Hitachi¶

Hitachi Annealing Cloud Web¶

The CMOS annealing machine provided by Hitachi.

ソルバー仕様:

Client class	`amplify.HitachiClient`
Execution parameters	`amplify.HitachiClient.Parameters`
Execution results	`amplify.HitachiClient.Result`
Execution time	`amplify.HitachiClient.Result.Result.execution_time`
API method	REST API (JSON)
API Reference	📖 API Reference

	Binary variable	Ising variable	Integer variable	Real variable
Objective function	-	2nd	-	-
Equality constraint	-	-	-	-
Inequality constraint	-	-	-	-

Note

There are three types of machines that can be used, specified by type. (Default：type = 4)

type = 3: GPU 32bit (int)
- Can process 256k spins (equivalent to 512x512 King’s graph) using GPGPU.
type = 4: GPU 32bit (float)
- Can process 256k spins (equivalent to 512x512 King’s graph) using GPGPU.
type = 5: ASIC 4bit
- Can process 147,456 spins (equivalent to a 384x384 King’s graph) in a single annealing.

Machines of type = 3, 5 can only handle models with integer coefficients. Refer to API Reference for the range of integer values for each type. Even if the objective function has only integer coefficients, the model submitted to the solver may contain real values because the Amplify SDK performs model conversion and graph embedding within the amplify.solve() function. In such cases, Amplify SDK internally converts them to integers by rounding away from zero, which may result in a discrepancy from the intended formulation. When utilizing these machines, it is recommended to use amplify.HitachiClient.solve() method directly. (See here).

Configuration example:

from amplify import HitachiClient

client = HitachiClient()

# Set API token
client.token = "xxxxxxxxxxxxxxxxxxxxxxxxxxxxxxxx"

# Set Number of annealing runs to 3
client.parameters.num_executions = 3

# Output average value per site of spin
client.parameters.outputs.averaged_spins = True

# Output the average value of energy
client.parameters.outputs.averaged_energy = True

Execution example:

from amplify import VariableGenerator, Model, solve

# Create decision variables and the objective function
g = VariableGenerator()
s = g.array("Ising", 2)
f = s[0] * s[1] + s[0] - s[1] + 1

# Create a model
model = Model(f)

# Run the solver
result = solve(model, client)

Obtain the solver version:

>>> client.version
'v2'

Obtain detailed solution:

>>> result.client_result.result
HitachiClient.Result.Result({
"execution_time": 185832138,
"energies": [
    -3.0,
    -3.0,
    -3.0
],
"spins": [
    [[0, 0, -1], [1, 0, 1]], [[0, 0, -1], [1, 0, 1]], ...
],
"averaged_energy": -3.0,
"averaged_spins": [
    [1, 0, 1], [0, 0, -1]
]
})

Execute with client interface¶

amplify.HitachiClient.solve() method submits the problem directly to the solver using the solver’s API and retrieves the results. This method is useful for problems that are optimized for the topology of the Hitachi CMOS Annealing Machine chip or for problems that are already embedded in the graphs.

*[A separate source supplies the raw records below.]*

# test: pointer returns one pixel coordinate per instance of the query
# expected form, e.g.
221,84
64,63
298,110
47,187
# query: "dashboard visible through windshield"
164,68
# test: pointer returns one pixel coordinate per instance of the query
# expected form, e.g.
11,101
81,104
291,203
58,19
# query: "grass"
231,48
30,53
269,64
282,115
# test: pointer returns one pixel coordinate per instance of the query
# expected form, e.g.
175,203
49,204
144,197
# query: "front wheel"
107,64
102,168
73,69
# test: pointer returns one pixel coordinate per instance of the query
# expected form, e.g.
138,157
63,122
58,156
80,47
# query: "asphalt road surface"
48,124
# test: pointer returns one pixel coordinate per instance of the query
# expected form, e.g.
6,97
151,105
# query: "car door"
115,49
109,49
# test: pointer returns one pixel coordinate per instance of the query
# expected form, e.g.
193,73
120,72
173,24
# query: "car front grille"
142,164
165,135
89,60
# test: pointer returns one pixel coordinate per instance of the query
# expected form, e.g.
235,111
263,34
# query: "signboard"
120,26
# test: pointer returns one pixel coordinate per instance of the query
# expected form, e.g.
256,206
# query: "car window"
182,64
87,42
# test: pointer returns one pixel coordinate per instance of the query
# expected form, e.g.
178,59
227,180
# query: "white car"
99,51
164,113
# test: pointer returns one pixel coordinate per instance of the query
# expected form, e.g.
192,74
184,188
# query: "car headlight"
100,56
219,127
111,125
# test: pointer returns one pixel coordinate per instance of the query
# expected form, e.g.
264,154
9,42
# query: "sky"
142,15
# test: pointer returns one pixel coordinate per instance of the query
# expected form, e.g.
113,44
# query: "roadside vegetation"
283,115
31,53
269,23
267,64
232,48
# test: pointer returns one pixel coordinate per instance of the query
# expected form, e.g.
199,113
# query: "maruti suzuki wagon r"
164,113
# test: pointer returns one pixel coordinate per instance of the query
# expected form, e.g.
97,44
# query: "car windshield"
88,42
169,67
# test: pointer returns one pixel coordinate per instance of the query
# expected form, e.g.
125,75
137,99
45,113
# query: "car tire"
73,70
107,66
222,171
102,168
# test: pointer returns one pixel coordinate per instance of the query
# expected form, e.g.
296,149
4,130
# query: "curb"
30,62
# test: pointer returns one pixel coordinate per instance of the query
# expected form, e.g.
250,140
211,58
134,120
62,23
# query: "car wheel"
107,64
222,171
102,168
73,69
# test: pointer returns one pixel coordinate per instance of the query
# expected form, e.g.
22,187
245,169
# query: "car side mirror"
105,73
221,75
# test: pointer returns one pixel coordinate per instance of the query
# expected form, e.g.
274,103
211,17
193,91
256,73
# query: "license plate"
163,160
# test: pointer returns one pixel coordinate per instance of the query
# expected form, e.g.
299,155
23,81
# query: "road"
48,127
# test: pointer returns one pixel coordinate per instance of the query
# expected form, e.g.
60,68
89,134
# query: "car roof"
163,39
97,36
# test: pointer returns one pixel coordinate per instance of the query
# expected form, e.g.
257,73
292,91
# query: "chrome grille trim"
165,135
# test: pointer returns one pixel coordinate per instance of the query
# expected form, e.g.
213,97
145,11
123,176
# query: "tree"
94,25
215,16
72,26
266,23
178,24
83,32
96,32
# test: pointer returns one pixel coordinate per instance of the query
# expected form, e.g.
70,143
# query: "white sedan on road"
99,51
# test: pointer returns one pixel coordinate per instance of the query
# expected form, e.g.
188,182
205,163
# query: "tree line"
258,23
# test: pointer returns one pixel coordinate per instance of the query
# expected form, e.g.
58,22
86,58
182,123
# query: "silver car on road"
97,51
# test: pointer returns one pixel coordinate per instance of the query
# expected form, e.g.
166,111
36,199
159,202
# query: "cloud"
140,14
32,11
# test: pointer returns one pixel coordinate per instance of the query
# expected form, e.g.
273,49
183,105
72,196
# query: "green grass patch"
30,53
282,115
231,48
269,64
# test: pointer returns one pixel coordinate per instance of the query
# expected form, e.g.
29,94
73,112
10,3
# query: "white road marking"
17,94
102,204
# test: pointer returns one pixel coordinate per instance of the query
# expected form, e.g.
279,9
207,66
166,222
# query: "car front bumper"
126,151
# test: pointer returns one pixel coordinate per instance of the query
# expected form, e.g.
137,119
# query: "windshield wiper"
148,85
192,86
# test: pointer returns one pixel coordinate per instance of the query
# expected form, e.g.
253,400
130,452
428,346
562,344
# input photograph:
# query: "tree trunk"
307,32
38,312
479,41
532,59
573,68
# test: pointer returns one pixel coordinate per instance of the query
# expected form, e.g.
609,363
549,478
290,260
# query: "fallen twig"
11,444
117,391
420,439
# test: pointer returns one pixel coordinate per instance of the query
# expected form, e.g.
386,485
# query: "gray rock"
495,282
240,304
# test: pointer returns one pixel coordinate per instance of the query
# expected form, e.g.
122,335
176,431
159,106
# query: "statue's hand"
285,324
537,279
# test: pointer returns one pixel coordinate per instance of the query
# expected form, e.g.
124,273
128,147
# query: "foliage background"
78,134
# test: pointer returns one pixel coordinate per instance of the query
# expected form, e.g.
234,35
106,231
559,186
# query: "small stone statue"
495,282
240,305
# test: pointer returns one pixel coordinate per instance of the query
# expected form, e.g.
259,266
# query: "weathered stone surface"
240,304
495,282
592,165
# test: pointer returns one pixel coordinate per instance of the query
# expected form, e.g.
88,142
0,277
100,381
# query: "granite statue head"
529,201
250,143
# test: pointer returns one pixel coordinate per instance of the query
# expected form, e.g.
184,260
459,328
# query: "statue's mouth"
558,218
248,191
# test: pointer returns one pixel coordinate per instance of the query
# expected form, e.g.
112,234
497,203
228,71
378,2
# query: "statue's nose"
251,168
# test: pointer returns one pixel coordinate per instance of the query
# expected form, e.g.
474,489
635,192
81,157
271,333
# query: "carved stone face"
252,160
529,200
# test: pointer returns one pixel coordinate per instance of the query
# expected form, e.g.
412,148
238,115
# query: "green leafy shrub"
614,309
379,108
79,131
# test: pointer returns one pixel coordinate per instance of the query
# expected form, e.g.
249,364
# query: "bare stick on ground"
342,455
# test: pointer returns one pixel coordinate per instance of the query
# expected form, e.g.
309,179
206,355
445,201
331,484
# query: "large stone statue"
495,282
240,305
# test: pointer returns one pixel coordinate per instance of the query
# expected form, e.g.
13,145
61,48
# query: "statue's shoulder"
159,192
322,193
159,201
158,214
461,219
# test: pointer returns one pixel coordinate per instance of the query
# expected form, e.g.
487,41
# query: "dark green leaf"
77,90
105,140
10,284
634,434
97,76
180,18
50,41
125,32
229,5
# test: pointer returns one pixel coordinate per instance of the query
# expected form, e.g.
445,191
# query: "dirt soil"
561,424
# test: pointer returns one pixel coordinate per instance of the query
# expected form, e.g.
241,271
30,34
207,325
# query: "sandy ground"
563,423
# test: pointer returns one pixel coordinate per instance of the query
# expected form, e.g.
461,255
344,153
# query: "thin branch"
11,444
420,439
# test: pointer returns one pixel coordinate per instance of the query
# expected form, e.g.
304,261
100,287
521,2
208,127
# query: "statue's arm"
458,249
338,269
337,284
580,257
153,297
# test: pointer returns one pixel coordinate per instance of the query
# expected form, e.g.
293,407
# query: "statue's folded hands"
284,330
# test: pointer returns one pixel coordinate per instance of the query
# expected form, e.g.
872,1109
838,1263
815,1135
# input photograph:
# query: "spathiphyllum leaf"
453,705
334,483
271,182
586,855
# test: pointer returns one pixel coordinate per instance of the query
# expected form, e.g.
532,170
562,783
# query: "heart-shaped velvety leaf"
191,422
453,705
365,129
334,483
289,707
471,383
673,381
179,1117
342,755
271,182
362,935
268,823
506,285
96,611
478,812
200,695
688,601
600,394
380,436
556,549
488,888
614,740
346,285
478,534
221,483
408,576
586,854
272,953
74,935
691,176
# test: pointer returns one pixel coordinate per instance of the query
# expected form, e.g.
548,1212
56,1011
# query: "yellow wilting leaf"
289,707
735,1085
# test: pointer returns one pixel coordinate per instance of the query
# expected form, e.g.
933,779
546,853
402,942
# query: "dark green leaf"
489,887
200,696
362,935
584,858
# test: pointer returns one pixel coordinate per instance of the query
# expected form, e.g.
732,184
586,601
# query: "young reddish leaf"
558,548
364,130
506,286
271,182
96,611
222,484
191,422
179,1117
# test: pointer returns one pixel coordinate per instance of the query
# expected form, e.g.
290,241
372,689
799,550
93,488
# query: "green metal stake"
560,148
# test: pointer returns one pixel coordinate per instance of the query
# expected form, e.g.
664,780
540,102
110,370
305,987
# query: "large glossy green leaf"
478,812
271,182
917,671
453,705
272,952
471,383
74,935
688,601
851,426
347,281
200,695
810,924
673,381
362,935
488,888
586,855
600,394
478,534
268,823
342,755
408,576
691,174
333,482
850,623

The CMOS Annealing Machine API defines the Ising variables with coordinates \((x, y)\) on the King’s graph. On the other hand, the Amplify SDK manages variables by ID (id). Thus, in the amplify.HitachiClient class, the mapping to the coordinates on King’s graph is defined as id = x + y * graph_size.

Using the graph_size corresponding to the type of the CMOS Annealing Machine, the variables satisfying this relationship can be output as follows.

from amplify import VariableGenerator, HitachiClient

client = HitachiClient()
client.parameters.type = 3
client.token = "xxxxxxxxxxxxxxxxxxxxxxxxxxxxxxxx"
graph_size = client.graph.shape[0]  # Size of a side of the graph

g = VariableGenerator()
# Generate Ising variables on the King's graph of graph_size x graph_size
s = g.array("Ising", (graph_size, graph_size))

The array indices of the generated Ising variable array s correspond to the coordinates on King’s graph. For example, s[x, y] represents the Ising variable at \((x, y)\) on the King’s graph.

Then, an objective function Poly must satisfy the following conditions.

Consists only of Ising variables of degree two or less.
Constraints are included in the objective function in advance as a penalty function.
The range of coefficient values is restricted depending on the machine type (see API Reference)
The indices of a quadratic term are adjacent to the two-dimensional array vertically, horizontally, or diagonally (adjacent on the King’s graph).

The following is an example of an objective function that satisfies the above conditions.

f = s[0, 0] * s[0, 1] + 2 * s[0, 0] * s[1, 0] - s[0, 1] * s[1, 0] - s[1, 0] * s[1, 1] + 1

The solver response is returned when the created objective function is submitted with the amplify.HitachiClient.solve() method.

>>> res = client.solve(f)
>>> res.result.energies
array([-5.])
>>> res.result.spins
[[(0, 0, 1), (1, 0, -1), (0, 1, -1), (1, 1, -1)]]

The solution \(s'\) for each Ising variable returned by the solver is stored in spins in the form [[(x, y, s'), ...], ...], where s' represents the value of the Ising variable at the coordinates \((x, y)\) on the King’s graph. Note that no values are returned for variables that are not used in the objective function. Since multiple solutions may be returned, variable values are stored as a list of lists of tuples.

To obtain the solution of the Ising variable on the King’s graph in the same array shape as the variable array s, you can do the following.

import numpy as np

# Generate a zero array of graph_size x graph_size
spin_values = np.zeros((graph_size, graph_size))

# Enumerate and assign solutions with index 0
# (If multiple solutions are returned, an appropriate index should be specified)
for x, y, s in res.result.spins[0]:
    spin_values[x, y] = s